IDMEC, Faculdade de Engenharia da Universidade do Porto, Porto, Portugal.
The longitudinal residual stress distribution in a 6082-T6 Al alloy MIG butt
welded thin plate was determined using the contour method. Although several
geometries havebeen successfully studied with the contour method before, the
authors are not aware of previous attempts to use this method in a long narrow
section as in the present case. Validation was done using experimental plate
surface measurements obtained using the established sectioning technique.
Additionally the results were compared with predictions obtained using the
CEGB-R6 procedure.
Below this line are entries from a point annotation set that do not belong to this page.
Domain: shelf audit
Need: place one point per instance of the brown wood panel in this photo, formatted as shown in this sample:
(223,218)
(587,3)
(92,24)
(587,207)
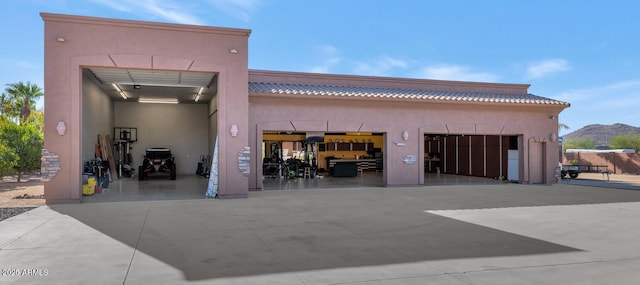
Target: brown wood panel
(450,155)
(493,156)
(505,156)
(463,155)
(477,156)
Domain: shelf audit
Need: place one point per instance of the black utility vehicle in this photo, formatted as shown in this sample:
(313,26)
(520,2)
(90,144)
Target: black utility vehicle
(157,160)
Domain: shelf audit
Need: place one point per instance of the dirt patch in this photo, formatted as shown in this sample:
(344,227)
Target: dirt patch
(30,192)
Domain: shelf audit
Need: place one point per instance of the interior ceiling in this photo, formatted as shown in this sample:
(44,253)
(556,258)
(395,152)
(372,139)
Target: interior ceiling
(153,84)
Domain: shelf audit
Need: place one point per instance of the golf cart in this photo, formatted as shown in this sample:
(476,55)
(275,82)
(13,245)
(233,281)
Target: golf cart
(157,161)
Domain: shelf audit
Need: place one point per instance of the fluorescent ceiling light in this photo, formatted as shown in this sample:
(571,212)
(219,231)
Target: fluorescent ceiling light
(199,93)
(159,101)
(122,94)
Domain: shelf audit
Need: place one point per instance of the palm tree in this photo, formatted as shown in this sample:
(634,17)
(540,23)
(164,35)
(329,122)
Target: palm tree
(24,95)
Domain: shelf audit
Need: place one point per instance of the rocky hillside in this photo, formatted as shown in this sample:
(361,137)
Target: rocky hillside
(601,134)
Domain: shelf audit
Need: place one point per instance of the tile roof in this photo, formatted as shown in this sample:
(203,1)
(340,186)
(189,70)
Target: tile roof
(393,93)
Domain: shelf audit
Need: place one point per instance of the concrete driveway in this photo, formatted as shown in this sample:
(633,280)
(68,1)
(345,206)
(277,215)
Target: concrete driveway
(473,234)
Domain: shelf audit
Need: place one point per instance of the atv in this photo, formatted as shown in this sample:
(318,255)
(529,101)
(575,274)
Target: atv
(157,160)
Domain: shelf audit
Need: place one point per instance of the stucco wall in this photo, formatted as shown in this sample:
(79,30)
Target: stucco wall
(99,42)
(97,116)
(535,124)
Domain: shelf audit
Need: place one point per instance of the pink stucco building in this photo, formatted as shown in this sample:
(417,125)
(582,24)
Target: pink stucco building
(99,71)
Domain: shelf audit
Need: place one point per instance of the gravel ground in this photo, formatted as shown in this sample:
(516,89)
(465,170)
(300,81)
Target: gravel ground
(9,212)
(17,198)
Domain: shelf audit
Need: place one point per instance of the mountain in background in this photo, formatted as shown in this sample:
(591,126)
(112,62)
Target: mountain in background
(601,134)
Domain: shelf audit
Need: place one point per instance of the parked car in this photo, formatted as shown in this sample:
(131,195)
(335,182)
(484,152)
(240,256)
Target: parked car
(157,161)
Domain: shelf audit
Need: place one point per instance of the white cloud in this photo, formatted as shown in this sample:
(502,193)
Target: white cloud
(456,72)
(545,67)
(241,9)
(168,10)
(617,91)
(330,58)
(381,66)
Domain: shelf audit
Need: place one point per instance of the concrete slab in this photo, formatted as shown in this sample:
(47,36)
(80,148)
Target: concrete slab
(469,234)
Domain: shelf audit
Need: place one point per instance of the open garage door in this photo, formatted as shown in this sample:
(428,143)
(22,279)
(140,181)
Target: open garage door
(136,115)
(304,160)
(469,156)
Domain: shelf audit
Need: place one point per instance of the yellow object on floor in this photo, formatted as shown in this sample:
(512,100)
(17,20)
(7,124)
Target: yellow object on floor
(89,188)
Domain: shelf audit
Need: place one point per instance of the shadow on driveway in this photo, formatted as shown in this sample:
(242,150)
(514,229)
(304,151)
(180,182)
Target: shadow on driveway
(289,231)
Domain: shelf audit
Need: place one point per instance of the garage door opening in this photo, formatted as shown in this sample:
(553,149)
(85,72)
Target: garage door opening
(307,160)
(471,159)
(130,116)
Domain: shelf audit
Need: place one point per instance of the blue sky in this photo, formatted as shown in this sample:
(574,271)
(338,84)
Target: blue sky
(583,52)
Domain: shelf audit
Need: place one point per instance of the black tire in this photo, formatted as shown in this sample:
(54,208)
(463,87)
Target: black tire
(140,173)
(173,172)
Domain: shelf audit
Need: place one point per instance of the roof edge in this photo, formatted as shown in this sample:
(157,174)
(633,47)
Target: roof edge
(384,82)
(50,17)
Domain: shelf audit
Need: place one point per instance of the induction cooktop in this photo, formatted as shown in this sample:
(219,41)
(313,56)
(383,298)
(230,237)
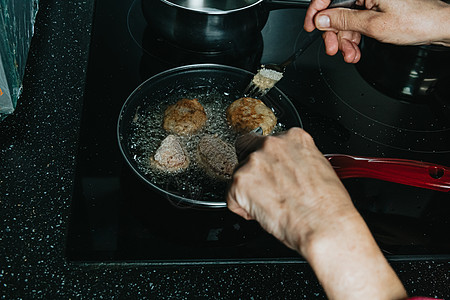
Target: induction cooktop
(117,218)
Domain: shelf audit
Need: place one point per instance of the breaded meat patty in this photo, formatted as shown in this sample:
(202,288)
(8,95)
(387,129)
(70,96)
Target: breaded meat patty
(246,114)
(217,157)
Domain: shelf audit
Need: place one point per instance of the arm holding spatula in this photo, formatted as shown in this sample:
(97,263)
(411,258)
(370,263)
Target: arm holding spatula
(287,185)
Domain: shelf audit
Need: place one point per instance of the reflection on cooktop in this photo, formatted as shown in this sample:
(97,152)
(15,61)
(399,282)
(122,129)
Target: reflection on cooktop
(246,56)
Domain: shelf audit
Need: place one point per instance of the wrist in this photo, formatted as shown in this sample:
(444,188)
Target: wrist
(348,262)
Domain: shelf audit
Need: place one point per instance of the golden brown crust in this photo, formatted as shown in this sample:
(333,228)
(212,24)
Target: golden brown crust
(187,116)
(217,157)
(170,156)
(246,114)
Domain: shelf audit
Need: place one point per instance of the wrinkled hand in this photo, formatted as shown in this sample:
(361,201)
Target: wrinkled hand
(288,186)
(401,22)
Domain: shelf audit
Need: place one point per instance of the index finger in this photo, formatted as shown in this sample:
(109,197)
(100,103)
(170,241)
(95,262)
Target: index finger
(314,7)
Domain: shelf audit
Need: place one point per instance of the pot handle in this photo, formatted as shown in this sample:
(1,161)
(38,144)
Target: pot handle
(403,171)
(278,4)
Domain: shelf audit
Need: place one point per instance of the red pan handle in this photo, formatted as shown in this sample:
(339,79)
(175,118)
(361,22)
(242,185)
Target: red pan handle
(403,171)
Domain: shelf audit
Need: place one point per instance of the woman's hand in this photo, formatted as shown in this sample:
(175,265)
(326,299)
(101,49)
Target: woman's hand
(288,186)
(400,22)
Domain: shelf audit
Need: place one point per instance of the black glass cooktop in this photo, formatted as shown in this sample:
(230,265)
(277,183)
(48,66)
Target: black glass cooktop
(116,217)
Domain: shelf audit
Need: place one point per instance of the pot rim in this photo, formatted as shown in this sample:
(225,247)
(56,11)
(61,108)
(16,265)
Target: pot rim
(213,12)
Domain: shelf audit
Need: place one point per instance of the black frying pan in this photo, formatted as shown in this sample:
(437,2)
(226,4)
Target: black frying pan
(140,131)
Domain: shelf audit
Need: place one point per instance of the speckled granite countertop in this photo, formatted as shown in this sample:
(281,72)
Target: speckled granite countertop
(37,157)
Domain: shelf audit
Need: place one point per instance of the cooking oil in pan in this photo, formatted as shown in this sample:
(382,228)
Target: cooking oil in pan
(192,183)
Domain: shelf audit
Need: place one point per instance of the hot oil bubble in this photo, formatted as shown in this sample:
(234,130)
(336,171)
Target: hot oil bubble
(148,133)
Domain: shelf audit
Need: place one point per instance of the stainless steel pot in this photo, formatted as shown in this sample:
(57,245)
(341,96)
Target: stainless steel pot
(212,26)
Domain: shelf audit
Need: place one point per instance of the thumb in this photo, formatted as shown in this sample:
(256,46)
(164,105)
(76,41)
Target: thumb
(342,19)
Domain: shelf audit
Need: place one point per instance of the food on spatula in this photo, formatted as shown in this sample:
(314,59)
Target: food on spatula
(246,114)
(217,157)
(185,117)
(170,156)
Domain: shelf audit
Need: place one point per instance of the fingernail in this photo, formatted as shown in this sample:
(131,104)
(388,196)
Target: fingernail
(323,21)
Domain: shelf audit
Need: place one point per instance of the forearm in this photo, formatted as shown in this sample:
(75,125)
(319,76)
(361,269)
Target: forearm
(443,26)
(348,262)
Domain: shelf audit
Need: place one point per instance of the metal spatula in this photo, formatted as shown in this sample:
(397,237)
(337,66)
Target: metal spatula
(268,75)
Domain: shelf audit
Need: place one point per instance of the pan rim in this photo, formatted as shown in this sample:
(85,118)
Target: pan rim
(218,12)
(192,67)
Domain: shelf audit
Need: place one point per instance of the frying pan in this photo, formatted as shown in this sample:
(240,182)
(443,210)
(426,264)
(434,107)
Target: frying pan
(217,86)
(211,25)
(214,86)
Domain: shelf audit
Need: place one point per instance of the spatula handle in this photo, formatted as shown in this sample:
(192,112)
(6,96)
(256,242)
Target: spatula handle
(403,171)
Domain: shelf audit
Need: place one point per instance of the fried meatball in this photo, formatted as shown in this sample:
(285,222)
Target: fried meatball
(246,114)
(170,156)
(217,157)
(185,117)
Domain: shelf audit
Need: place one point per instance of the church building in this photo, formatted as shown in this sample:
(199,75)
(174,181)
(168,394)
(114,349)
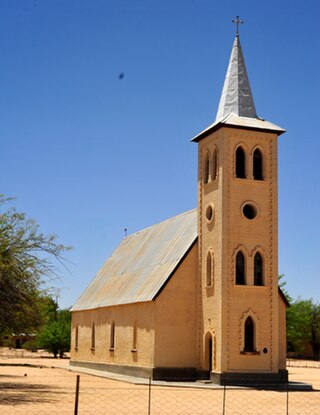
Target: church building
(196,296)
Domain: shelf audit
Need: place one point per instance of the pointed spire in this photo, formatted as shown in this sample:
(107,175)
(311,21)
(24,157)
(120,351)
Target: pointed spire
(236,95)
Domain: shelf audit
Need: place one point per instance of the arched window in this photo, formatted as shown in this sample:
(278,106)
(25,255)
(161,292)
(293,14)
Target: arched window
(258,269)
(240,269)
(257,165)
(134,339)
(210,267)
(112,336)
(214,165)
(249,335)
(93,335)
(206,177)
(240,163)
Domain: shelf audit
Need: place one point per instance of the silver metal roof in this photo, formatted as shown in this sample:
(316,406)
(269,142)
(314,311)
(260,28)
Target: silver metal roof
(236,95)
(141,264)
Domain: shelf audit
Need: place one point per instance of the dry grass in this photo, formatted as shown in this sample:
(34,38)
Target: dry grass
(51,390)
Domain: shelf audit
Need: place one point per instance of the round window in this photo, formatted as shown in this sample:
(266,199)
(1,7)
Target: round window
(209,213)
(249,211)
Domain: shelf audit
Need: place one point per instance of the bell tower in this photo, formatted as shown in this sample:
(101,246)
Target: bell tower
(240,338)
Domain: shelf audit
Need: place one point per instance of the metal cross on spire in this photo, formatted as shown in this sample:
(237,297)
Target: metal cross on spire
(237,21)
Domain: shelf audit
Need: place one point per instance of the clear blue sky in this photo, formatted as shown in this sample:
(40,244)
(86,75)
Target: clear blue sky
(88,154)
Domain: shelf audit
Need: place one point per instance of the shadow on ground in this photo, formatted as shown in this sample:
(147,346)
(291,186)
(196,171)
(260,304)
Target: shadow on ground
(16,393)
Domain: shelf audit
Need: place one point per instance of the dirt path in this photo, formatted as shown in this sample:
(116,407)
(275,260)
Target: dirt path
(48,389)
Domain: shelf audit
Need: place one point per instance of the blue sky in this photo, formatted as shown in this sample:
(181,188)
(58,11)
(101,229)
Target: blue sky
(88,154)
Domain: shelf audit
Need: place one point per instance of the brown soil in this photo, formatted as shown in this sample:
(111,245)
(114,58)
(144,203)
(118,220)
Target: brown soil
(50,389)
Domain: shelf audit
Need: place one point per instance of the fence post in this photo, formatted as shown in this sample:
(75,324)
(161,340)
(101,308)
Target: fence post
(149,400)
(287,397)
(76,401)
(224,397)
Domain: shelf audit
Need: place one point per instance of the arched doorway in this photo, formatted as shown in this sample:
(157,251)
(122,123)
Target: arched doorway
(208,352)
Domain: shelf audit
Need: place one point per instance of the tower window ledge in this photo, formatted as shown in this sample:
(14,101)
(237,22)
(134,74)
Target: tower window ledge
(250,353)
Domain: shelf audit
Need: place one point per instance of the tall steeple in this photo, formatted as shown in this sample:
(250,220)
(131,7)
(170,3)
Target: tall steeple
(236,97)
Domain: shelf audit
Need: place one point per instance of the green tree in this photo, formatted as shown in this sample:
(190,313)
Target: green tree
(27,260)
(55,336)
(282,285)
(303,326)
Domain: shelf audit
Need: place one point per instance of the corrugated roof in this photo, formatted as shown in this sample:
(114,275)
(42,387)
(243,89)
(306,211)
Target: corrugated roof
(141,264)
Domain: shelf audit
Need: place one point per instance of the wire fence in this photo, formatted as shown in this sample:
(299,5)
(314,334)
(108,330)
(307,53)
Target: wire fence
(48,391)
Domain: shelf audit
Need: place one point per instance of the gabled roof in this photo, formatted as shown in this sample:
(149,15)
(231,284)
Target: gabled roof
(142,264)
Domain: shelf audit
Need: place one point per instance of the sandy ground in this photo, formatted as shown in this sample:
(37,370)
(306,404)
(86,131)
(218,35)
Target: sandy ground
(50,389)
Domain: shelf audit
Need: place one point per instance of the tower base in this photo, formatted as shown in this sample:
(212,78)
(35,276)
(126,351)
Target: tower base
(250,379)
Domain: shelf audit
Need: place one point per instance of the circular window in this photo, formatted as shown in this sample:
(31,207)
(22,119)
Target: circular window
(209,213)
(249,211)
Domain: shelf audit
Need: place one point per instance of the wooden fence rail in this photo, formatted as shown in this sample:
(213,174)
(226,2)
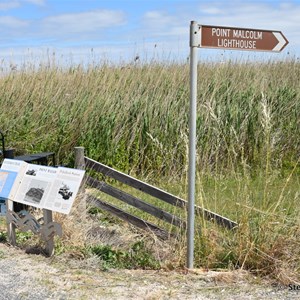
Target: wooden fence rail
(150,190)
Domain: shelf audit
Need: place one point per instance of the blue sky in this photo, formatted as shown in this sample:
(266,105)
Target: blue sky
(118,30)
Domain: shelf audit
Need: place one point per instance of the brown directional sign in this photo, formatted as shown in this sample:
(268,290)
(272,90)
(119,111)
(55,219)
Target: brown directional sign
(242,39)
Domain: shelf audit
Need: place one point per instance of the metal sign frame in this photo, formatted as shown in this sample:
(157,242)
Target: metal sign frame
(195,42)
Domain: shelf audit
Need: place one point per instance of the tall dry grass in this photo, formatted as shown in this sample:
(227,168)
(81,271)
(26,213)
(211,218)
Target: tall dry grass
(134,117)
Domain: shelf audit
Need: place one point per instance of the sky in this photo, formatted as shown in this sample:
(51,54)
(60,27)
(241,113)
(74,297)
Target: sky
(91,31)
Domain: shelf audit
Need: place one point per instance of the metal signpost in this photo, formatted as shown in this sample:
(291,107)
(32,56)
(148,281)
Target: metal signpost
(227,38)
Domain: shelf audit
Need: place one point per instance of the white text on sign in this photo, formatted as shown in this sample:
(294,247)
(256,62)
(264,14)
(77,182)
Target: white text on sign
(236,38)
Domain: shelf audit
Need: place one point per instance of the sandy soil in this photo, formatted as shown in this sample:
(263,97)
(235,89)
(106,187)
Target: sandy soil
(29,276)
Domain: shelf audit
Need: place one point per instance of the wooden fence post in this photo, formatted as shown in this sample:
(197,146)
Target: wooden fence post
(49,243)
(80,208)
(79,158)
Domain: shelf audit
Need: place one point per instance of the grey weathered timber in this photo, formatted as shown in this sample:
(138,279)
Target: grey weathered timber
(156,192)
(163,234)
(49,247)
(135,202)
(79,158)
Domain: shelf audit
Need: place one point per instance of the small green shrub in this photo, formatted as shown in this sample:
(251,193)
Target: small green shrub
(136,257)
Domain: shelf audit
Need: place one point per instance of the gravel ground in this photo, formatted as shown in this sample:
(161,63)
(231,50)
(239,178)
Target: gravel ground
(28,276)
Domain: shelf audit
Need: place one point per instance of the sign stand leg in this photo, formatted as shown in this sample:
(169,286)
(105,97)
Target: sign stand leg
(194,32)
(49,243)
(11,228)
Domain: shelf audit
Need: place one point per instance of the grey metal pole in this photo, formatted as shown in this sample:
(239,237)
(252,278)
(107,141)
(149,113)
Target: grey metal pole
(194,43)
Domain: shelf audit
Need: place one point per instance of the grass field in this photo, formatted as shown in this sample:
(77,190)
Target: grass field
(135,118)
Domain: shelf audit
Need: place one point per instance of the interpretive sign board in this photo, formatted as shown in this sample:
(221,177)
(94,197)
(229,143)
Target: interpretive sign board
(40,186)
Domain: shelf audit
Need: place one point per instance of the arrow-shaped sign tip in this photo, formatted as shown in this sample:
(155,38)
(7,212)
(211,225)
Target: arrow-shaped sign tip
(282,41)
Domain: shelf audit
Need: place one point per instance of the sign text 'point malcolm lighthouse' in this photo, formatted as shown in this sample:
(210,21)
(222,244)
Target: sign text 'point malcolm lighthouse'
(241,39)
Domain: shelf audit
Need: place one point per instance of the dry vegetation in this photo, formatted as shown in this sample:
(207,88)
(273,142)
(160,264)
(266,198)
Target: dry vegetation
(135,118)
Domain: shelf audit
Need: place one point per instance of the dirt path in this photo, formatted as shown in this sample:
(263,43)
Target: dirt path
(24,276)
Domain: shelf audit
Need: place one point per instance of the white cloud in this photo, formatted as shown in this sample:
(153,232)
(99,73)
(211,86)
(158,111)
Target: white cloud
(85,22)
(12,22)
(35,2)
(9,5)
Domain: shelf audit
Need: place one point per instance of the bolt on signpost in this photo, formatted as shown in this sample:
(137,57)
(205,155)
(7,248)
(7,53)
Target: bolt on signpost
(227,38)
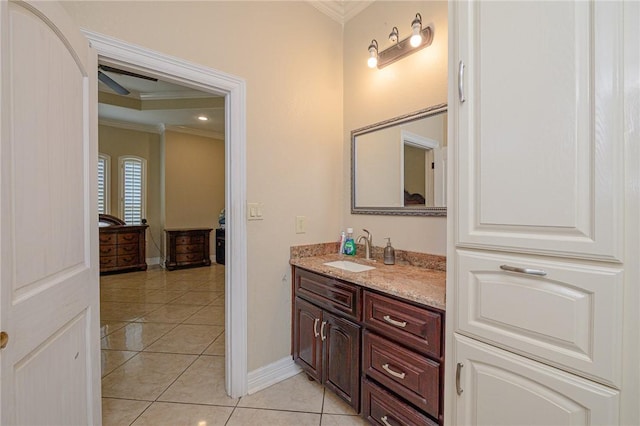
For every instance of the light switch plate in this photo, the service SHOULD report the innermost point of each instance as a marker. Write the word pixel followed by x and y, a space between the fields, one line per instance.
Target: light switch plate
pixel 254 211
pixel 301 224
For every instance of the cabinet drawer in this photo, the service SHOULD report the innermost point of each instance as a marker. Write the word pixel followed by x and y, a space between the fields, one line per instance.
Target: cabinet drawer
pixel 189 239
pixel 107 250
pixel 382 408
pixel 127 260
pixel 334 295
pixel 108 238
pixel 128 249
pixel 579 327
pixel 128 237
pixel 410 375
pixel 189 248
pixel 189 257
pixel 418 328
pixel 107 261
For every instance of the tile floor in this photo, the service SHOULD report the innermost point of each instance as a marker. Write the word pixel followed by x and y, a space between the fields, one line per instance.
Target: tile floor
pixel 163 359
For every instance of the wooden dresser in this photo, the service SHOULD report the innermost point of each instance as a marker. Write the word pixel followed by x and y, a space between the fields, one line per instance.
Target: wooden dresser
pixel 187 247
pixel 122 246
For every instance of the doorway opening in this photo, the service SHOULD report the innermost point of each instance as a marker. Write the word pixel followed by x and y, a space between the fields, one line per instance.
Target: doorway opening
pixel 121 55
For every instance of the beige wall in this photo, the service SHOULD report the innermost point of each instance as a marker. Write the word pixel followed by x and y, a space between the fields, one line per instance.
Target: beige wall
pixel 194 182
pixel 372 95
pixel 290 55
pixel 117 142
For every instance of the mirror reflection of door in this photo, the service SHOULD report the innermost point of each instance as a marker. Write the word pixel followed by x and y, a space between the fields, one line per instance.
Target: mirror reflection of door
pixel 399 165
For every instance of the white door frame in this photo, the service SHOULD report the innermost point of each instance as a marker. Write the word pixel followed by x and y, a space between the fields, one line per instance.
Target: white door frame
pixel 175 70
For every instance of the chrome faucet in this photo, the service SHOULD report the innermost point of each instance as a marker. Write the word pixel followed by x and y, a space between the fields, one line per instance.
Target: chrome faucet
pixel 367 243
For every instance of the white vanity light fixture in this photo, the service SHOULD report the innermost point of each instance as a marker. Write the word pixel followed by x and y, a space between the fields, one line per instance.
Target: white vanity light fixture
pixel 373 54
pixel 419 39
pixel 416 28
pixel 394 35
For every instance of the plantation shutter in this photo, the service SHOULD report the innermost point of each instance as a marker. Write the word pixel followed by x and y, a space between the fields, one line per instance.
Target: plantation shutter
pixel 132 191
pixel 102 202
pixel 103 183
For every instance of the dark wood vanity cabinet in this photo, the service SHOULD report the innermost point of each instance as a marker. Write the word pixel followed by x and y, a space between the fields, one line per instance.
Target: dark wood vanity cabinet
pixel 402 365
pixel 326 339
pixel 187 248
pixel 358 342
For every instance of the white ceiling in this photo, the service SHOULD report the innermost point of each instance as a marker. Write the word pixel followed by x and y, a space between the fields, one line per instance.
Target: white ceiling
pixel 340 10
pixel 177 118
pixel 186 118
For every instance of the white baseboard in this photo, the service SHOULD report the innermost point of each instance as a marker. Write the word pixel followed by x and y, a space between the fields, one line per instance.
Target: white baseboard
pixel 271 374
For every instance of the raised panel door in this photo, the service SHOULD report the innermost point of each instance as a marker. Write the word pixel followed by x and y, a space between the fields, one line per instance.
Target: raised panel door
pixel 341 358
pixel 538 135
pixel 307 344
pixel 498 388
pixel 571 317
pixel 49 288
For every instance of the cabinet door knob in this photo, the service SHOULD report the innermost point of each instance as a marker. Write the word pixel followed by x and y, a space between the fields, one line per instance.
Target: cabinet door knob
pixel 458 368
pixel 386 368
pixel 391 321
pixel 528 271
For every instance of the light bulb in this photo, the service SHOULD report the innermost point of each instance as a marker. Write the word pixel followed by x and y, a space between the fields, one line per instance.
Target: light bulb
pixel 372 62
pixel 416 28
pixel 415 41
pixel 393 37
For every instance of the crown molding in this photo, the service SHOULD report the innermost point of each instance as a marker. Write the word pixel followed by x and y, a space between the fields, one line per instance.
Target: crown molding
pixel 196 132
pixel 147 128
pixel 340 10
pixel 190 94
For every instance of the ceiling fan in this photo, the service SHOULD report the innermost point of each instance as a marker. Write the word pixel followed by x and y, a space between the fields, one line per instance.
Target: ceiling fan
pixel 114 85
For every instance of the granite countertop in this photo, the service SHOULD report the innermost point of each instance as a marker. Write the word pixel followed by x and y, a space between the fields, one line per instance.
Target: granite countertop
pixel 416 283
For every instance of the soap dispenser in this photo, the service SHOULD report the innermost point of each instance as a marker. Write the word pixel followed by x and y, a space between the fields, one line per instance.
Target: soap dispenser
pixel 389 253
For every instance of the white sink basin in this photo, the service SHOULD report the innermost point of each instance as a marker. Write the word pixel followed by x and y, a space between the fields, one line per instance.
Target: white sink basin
pixel 349 266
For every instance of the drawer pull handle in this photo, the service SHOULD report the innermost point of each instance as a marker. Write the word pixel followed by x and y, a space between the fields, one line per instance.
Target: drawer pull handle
pixel 458 388
pixel 391 321
pixel 528 271
pixel 393 373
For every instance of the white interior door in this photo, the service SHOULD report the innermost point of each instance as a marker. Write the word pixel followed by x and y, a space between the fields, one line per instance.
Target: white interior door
pixel 49 304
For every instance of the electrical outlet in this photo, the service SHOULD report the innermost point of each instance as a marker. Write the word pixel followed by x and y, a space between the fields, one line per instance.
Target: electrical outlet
pixel 301 224
pixel 254 211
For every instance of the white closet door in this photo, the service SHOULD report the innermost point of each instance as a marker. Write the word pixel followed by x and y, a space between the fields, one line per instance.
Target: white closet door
pixel 503 389
pixel 540 130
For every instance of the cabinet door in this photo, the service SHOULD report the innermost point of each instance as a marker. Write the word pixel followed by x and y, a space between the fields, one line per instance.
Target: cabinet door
pixel 571 317
pixel 503 389
pixel 307 345
pixel 342 358
pixel 539 133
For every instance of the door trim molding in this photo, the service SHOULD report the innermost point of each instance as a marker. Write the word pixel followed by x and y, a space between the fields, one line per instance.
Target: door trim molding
pixel 139 59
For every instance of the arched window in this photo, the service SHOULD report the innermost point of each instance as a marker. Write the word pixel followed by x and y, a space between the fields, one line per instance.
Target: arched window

The measured residual stress data was used in fatigue crack
growth simulations in order to compare the behavior of the analyzed plate with
and without residual stress. The detrimental effect of residual stresses on
fatigue life is shown. Finally the sectioning technique was also applied to a
friction stir welded (FSW) plate so that an approximate residual stress
distribution could be obtained. A qualitative comparison between the residual
stresses introduced by both welding methods was performed.